2. Le recul des deux années d’application permet de nourrir le soupçon originel puisque les praticiens ont subi une succession de décrets d’application plusieurs fois amendés, des reports de date d’entrée en vigueur ou encore des tentatives d’explication du texte de loi qui devrait être autosuffisant par l’usage d’une foire aux questions par le ministère [2]. Autant d’éléments qui révèlent les défauts conceptuels de la loi « Belloubet » mais qui ne lui sont malheureusement pas propres. La procédure pallie du fait que les parties prenantes (magistrats, avocats, greffiers) sont insuffisamment impliquées dans la construction des textes. Il en découle des blocages pratiques non anticipés qui ajoutent au sentiment d’insécurité juridique que le pullulement de textes crée. Le passage à la digitalisation de la justice en est un exemple remarquable.
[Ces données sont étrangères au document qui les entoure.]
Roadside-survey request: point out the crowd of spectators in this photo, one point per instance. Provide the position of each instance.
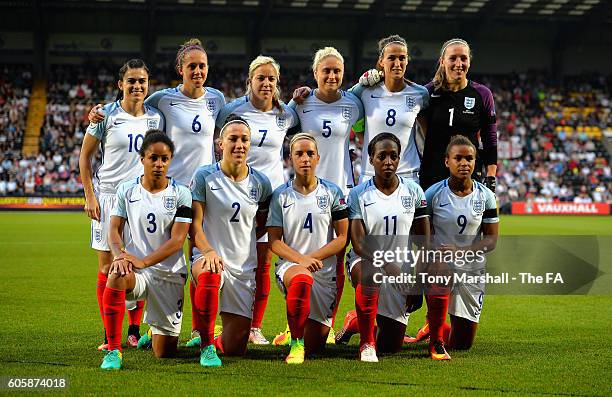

A ces difficultés se sont évidemment ajoutés celles, contingentes, liées à la crise sanitaire. Si l’application des textes a été retardée du fait de la fermeture des juridictions et du ralentissement de l’activité judiciaire, la crise a aussi permis de renforcer les réformes de procédure et de réaliser ce que la loi « Belloubet » n’avait pu faire [3]. L’état d’urgence sanitaire a provoqué une accélération des réformes en justifiant ce qui avait été de longue date envisagée comme potentielle une règle de principe : procédure sans audience sans consentement des parties, procédure de délestage d’une juridiction à l’autre, recours massif au juge unique. 

3. Le regard porté sur la loi « Belloubet » ne peut être qu’un regard à 360 degrés car ce serait une erreur de ne pas voir qu’elle s’inscrit dans un mouvement de réforme engagé depuis longtemps et qui se fait par touches successives. Elle poursuit les objectifs de la loi du 18 novembre 2016 dite loi J 21. Comme l’écrit M. L. Cadiet, « À dire vrai, cette nouvelle réforme et la précédente n'en font qu'une pour l'essentiel. Il s'agit de transformer l'essai »[4]. Cela est particulièrement notable en ce qui concerne, par exemple, les modes amiables. La loi « Belloubet » est en outre largement inspirée des travaux des chantiers justice dont le résultat a été remis en janvier 2018 et dont les dispositions contestées et qui n’ont pu être consacrées par la loi « Belloubet » ont parfois été réintégrées dans les ordonnances "Covid" [5]. C’est le cas de la procédure de délestage.

4. Ainsi replacé dans son contexte, il convient de rappeler que la loi « Belloubet » est une loi globale, qui embrasse les questions de compétence, d’organisation judiciaire, de pure procédure comme de financement et qui envisage la procédure civile, pénale mais aussi administrative. Précisons de plus que la procédure civile étant du domaine réglementaire, la loi ne peut se comprendre qu’en contemplation des décrets qui la complètent.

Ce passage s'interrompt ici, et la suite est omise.